TABMON is Europe’s largest network of acoustic recorders for biodiversity monitoring, with network-connected Bugg microphones recording audio 24/7 from Norway to Spain. This provides biodiversity insights at previously infeasible scales but also produces vast quantities of raw field data. Our aim is to develop reliable species identification models to process this data but the quality of model inference is dependent on the quality and quantity of labeled data. This raises a key question: given limited expert annotation resources, which audio samples should be selected for annotation and model development?
Active learning (AL)
AL is a machine learning approach that strategically selects the most informative samples for annotation, maximising the utility of limited, but critical, expert knowledge. AL enables models to be improved iteratively by focusing on the recordings that are most informative, improving the data-efficiency of model training.
Why Active Learning Matters
Large-scale biodiversity monitoring faces critical challenges that active learning can address:
- Limited annotation resources - As the quantity of data increases, the availability of expert annotators remains a severe constraint. Recent gains in computational bioacoustics are fundamentally data-driven, yet labelling acoustic data requires expert annotation.
- Data imbalance - Common species dominate recordings while rare, at-risk, or invasive species appear infrequently, creating severe class imbalance (long-tail distribution). Model performance tends to decay for tail species.
- Spatiotemporal variability - Recordings vary widely across locations and over time, requiring models that generalise across diverse conditions. Active learning directly tackles these challenges by more effectively using limited annotation resources.

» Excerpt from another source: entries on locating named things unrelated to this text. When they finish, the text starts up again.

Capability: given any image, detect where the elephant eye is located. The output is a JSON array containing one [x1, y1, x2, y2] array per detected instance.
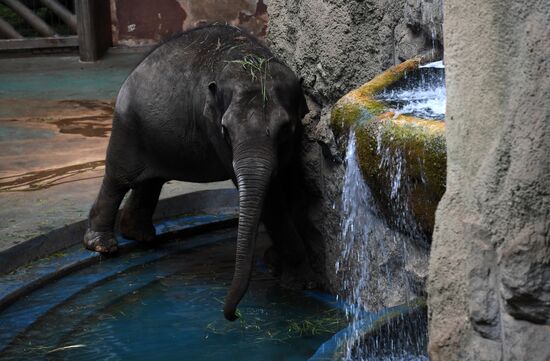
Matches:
[[222, 124, 231, 145]]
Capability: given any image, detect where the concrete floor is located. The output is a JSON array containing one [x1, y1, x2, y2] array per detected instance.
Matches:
[[0, 53, 233, 252]]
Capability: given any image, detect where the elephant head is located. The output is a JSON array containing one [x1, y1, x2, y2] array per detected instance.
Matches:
[[206, 55, 308, 321]]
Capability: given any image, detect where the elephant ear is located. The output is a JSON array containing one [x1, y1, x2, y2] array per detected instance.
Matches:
[[298, 78, 309, 119], [203, 81, 219, 120]]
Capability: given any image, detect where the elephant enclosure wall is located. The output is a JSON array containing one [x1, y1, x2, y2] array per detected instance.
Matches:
[[267, 0, 443, 308], [428, 0, 550, 361]]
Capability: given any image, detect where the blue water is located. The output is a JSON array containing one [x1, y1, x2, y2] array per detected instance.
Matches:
[[0, 232, 346, 361]]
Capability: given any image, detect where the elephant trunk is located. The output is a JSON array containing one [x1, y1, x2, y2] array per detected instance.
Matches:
[[223, 144, 275, 321]]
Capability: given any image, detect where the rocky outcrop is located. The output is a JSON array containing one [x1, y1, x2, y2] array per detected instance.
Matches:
[[267, 0, 442, 308], [268, 0, 443, 106], [428, 0, 550, 361], [331, 57, 447, 240]]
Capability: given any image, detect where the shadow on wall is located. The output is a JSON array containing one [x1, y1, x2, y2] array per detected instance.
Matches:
[[111, 0, 268, 46]]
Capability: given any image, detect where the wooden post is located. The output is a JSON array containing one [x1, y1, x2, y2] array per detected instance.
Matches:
[[75, 0, 112, 61]]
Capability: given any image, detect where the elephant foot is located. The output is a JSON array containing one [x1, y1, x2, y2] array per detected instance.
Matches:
[[84, 228, 118, 254], [120, 216, 156, 243]]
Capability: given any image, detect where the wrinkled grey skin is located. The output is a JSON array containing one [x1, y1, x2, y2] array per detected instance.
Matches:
[[84, 25, 309, 320]]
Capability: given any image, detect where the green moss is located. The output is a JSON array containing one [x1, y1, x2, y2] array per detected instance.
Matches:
[[356, 117, 447, 234]]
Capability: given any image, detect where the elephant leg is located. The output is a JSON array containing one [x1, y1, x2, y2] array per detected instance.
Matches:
[[84, 172, 130, 253], [262, 180, 317, 288], [120, 179, 164, 242]]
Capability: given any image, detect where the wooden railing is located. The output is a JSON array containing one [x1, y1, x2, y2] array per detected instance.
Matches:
[[0, 0, 78, 51], [0, 0, 112, 61]]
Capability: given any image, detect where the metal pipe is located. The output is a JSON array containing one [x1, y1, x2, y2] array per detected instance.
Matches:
[[0, 18, 23, 39], [0, 0, 57, 36], [40, 0, 77, 32]]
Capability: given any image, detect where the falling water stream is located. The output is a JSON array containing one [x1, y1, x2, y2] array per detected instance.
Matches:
[[335, 62, 445, 361]]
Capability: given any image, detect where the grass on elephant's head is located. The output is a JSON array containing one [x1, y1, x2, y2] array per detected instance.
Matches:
[[230, 54, 271, 104]]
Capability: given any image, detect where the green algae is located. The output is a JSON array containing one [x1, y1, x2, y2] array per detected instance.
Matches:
[[331, 58, 447, 239]]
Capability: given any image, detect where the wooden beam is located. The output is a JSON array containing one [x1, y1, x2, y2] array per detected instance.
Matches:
[[1, 0, 57, 36], [40, 0, 77, 32], [0, 36, 78, 51], [75, 0, 112, 61]]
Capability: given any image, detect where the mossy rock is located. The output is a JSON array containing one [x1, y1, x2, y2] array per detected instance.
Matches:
[[331, 58, 447, 240]]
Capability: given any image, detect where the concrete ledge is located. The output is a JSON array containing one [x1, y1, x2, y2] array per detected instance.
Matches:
[[0, 189, 238, 274]]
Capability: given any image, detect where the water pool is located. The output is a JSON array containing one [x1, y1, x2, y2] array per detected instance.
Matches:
[[0, 222, 346, 361]]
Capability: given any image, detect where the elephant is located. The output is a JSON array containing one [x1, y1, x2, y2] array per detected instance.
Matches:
[[84, 24, 312, 321]]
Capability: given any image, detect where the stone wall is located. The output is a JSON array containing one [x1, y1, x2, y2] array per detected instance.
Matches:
[[268, 0, 442, 308], [428, 0, 550, 361], [111, 0, 267, 46]]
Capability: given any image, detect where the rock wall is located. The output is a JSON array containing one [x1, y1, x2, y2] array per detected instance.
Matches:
[[428, 0, 550, 361], [110, 0, 267, 46], [268, 0, 442, 308]]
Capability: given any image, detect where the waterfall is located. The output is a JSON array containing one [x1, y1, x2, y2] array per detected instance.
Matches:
[[335, 131, 427, 361]]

Data Pipeline and Infrastructure
We’re developing a pipeline to process large-scale data streams, enabling storage and preparation of acoustic data for both ecological analyses and machine learning model development. This data pipeline is open-source and available on GitHub.

Active Learning Research
Our active learning work addresses key technical challenges:
- Pre-processing and uncertainty quantification - All collected audio is processed by a pre-trained classification model (BirdNET) using the data-pipeline. Initial species predictions, confidence scores and the uncertainty (binary entropy) associated with model predictions are stored to a database along with associated metadata (e.g. time, location, etc).
- Active Sampling - The data pipeline provides a way to easily sample and export audio and pre-generated predictions from the database. Uncertainty sampling is a common method, where samples with high model uncertainty are selected for annotation. Our initial work compares uncertainty sampling as well as confidence sampling and various acoustic indices.
- Diversification - An important aspect of active learning is diversification. Selected samples must be both informative and non-redundant. Our initial results investigate diversification using embedding-based clustering and stratification across ecological gradients (pre-print now available). We are also investigating diversified sampling across predicted species labels pre-generated by BirdNET encouraging even sampling across long-tail predicted species distributions.
What’s Next
This project is ongoing and data is starting to be processed by expert annotators. The next steps are integrating expert annotated data into a fine-tune classification model. TABMON is carried out by a consortium of ecologists and machine learning researchers, and is funded by Biodiversa+.